But we know that that number doesn't actually sound very good, like that's actually a pretty bad experience. So we're also gonna come up with this service level objective, which is the number that we think is actually gonna keep our users happy, like the target that we wanna have.

So we maybe say like response time should be under one second 99.9% of the time. An interesting like cultural difference between performance budgets and SLO's.

For performance budgets, my sense is that people just always wanna be under their budget.

For SLO's, we wanna be under the number, but we don't wanna shoot for being as far under the number as possible.

If we're too far under, it probably means we're spending time on performance and reliability that our business would really rather us spend on new features or tech debt or something else. A really cool detail that I really liked from the SRU book is that Google has actually done planned downtime for systems that are beating their SSO's by too much. They don't want internal engineers to start to assume that those systems are more reliable than they're designed to be, so they've actually like turn some systems off a little bit of advance notice to make sure that the other systems that rely on them have built-in handling from when that service is down. That was just like mind-blowing to me.

And, of course, users of SLO's typically expect to get alerts when they're close to exhausting their budget. These are called burn alerts.

So we wanna get an alert when we have like three days of budget remaining, or when we've started going through our budget at a faster rate, so we can schedule remediation. And then, of course, we wanna get like a higher priority, like pages when we're about to run out.

So if we have a hour of budget remaining, I wanna get paged, so that I can take emergency measures. And you can see where this is going.

Like there's a lot of moving parts here.

So another hawks versus falcon scenario.

The superpower of performance budgets is we've tried really hard to make them easy. People like yourselves have built really great tools for them, it's easy to get started, they're easy to understand.

The trouble that I've actually honestly had with performance budgets is that they're so easy to set up that like you often don't take the time to really get that good business buy-in.

So a lot of times, you're like oh, we're over our performance budget and you go like try to talk to your product manager and they're like but you you've scheduled this feature, like go work on that.

SLOs, like part of the hard part of getting started is having those conversations, but it means that you have that business buy-in up front. They're also extremely flexible, so you really can just set them up to measure anything that your company or your users care about. For us, we might measure the query response time, but we also might measure the durability of query results, or the correctness of query results, like we really can do anything.

And, of course, that all means that building support for SLOs within your tooling is really hard.

There's no tool that I can tell you to go download right now that will make it really easy for you to track these. We have a blog post in the links that is about what it took for us to do this for ourselves internally, and that was really a process that took months, honestly like months to get set up and get started, but it's substantial.
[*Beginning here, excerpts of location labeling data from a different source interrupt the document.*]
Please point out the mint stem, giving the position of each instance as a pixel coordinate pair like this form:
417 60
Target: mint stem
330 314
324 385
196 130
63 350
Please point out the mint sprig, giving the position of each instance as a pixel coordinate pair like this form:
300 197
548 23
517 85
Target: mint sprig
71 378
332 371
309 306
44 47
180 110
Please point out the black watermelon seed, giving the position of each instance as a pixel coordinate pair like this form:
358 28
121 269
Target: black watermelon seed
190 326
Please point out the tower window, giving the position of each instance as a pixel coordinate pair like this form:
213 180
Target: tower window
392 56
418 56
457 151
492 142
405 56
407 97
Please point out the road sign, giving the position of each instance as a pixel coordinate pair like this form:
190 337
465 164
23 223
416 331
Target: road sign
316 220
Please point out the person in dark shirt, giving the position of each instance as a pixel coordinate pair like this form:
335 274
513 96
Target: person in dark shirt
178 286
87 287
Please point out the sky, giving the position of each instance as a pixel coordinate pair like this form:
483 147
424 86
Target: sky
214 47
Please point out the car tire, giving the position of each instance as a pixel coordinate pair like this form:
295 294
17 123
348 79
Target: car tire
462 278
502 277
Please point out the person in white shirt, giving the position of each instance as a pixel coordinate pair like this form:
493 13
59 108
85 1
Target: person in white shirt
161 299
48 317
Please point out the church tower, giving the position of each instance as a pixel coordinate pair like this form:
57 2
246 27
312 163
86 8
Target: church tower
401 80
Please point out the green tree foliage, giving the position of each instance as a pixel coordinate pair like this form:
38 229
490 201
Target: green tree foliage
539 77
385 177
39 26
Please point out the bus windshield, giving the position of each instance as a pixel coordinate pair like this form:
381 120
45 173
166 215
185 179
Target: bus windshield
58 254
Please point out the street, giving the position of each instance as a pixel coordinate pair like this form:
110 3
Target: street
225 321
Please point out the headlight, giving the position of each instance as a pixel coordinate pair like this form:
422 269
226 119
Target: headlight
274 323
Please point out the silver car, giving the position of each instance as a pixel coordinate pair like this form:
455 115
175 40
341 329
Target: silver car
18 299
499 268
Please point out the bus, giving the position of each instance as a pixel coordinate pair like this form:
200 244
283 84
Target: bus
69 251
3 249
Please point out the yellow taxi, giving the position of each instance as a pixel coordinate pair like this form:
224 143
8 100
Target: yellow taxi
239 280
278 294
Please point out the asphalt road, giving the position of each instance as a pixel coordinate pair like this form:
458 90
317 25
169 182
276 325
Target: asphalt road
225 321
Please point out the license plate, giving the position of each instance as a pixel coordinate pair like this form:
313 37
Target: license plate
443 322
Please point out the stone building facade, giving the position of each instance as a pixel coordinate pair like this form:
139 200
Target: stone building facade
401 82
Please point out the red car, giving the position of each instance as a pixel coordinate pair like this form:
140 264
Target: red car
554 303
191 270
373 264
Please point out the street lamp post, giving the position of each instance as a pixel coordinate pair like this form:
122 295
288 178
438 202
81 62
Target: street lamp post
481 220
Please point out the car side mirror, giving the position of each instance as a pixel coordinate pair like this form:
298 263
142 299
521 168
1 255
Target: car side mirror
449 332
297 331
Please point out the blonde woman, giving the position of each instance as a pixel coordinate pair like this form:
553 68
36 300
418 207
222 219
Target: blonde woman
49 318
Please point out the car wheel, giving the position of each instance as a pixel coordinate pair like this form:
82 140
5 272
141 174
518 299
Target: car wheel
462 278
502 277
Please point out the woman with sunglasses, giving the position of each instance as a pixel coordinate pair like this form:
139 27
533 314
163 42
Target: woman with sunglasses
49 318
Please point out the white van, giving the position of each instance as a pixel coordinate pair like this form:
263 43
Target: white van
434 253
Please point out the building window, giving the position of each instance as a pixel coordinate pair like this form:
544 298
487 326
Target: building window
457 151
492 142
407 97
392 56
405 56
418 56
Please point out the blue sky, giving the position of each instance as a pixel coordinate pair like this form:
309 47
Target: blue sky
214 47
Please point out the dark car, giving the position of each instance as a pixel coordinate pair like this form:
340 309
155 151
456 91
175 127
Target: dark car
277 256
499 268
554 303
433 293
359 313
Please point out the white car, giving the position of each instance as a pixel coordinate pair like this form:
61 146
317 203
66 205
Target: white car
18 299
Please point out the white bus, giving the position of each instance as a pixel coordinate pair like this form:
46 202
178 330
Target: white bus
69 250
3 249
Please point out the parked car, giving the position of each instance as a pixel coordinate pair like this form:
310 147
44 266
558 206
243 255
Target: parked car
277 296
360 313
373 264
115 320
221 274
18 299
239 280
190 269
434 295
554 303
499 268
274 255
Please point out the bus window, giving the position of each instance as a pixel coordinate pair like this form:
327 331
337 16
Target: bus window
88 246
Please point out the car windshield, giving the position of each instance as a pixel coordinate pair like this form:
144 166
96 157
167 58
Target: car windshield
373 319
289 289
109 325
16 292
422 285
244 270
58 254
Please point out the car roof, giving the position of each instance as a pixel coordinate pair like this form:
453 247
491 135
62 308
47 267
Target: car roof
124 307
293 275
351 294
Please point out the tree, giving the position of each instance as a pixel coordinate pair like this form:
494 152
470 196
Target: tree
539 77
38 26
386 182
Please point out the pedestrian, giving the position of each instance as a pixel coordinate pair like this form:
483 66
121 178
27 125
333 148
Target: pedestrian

So I hope that as the observability community matures, we can take all those lessons from performance budgets and apply them to SLOs and help people get started more easily and have just a better experience of being able to set them up.

So, of course, none of this data matters if it's not actionable, so I wanna talk about how we use this data to do performance optimization.

My company is small.

We have eight software engineers.

Our web application traffic is pretty low, so we're not gonna do the kinds of like niche optimizations that like a top 100 site might.

And we care about the experience of basically every individual customer on the site. So I wanna talk about one case where good observability was super useful to us and then one case where it didn't really help when we kind of went back to our older set of tools. So we have a regular product, where customers send us data from their systems and then they query it and then we show it to them in the UI.

So that's the customer system on the left.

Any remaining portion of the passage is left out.